Szabo's description of the night he won the Oscar sounds like a scene from a movie by Fellini, one of his favorite directors.
"The public doesn't see the whole process. After you get your Oscar, you walk through the back through several rooms. There are lines set up and behind the lines there are hundreds of reporters and photographers and radio and television people in separate rooms.
"You go from room to room with your Oscar. It's almost like a zoo because they're behind bars and you're in the center of the room . . . They yell at you out of the cages," he says, snapping his fingers to denote the pace of the questions, "and you have a master of ceremonies who kind of directs it and says, 'Enough, next stop.' Then you move on and radio reporters ask you questions with all the microphones and then the TV room comes and all the cameras are on you. It's very exciting."

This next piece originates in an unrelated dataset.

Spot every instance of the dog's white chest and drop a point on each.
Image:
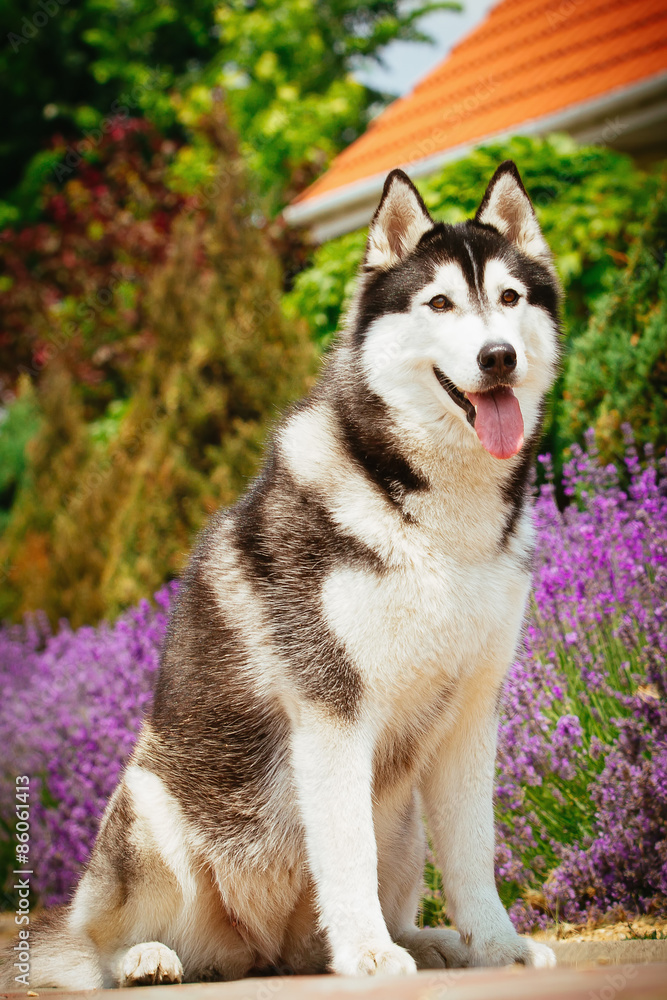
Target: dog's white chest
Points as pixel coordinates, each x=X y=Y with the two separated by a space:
x=428 y=619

He smiles at the remembrance. He is 44, with blondish closely cropped hair, Hungarian born. He lives in Budapest and is one of Hungary's leading filmmakers. On one wrist is an old Swiss watch he inherited from his father. His leading male character in "Confidence" wears it in the film. Szabo is in Washington, the guest of the U.S. Information Agency, until Sunday and then travels around the country until early October.
He doesn't have to worry about film budgets -- he gets what money he needs from the government-financed film industry. The Oscar has brought more film offers, and he expects he will get a lot "for about a year or until the next bad film."
With the exception of an extravagance of metaphor, he is almost shy about his work: "I make the film. The audience should get the message. I can't say what it is. There are directors who like to say, 'This is what I want to say.' It would be simpler and cheaper if the director would say, 'This is it.' He wouldn't have to do the film."
His forte is the film that studies relationships. In both "Confidence" and "Mephisto," there is no music. "Music is the human voice," Szabo says. "There's no need for music. The music is only to express the historical time period. The light is more important -- how it shines on the face, the colors."
In several of his films he has gone back to the setting he knows best, the one he grew up in -- World War II. Right now, he's writing a screenplay set in pre-World War I Austria-Hungary. "I feel ready to do a different period," he says. "I don't want to be known as Szabo who does only the Second World War period."
His favorite directors include John Cassavetes, Woody Allen -- "Annie Hall" was a favorite -- Hitchcock, Bergman. Most of the current crop of science-fiction and special-effects films bore him. "They are a little bit naive," he says, "on too low an intellectual level. I'm interested in relationships between people . . . What's happening in outer space and fantasy doesn't interest me."
He makes an exception for Steven Spielberg. "He has some irony," Szabo says. "He doesn't take it so seriously. He knows it's just a fairy tale, and he tries to prove some human values."
Szabo still hasn't seen Spielberg's "Raiders of the Lost Ark" or "E.T." He hopes to see the latter this week. "I was in Germany last week, and everyone was talking about it," he says.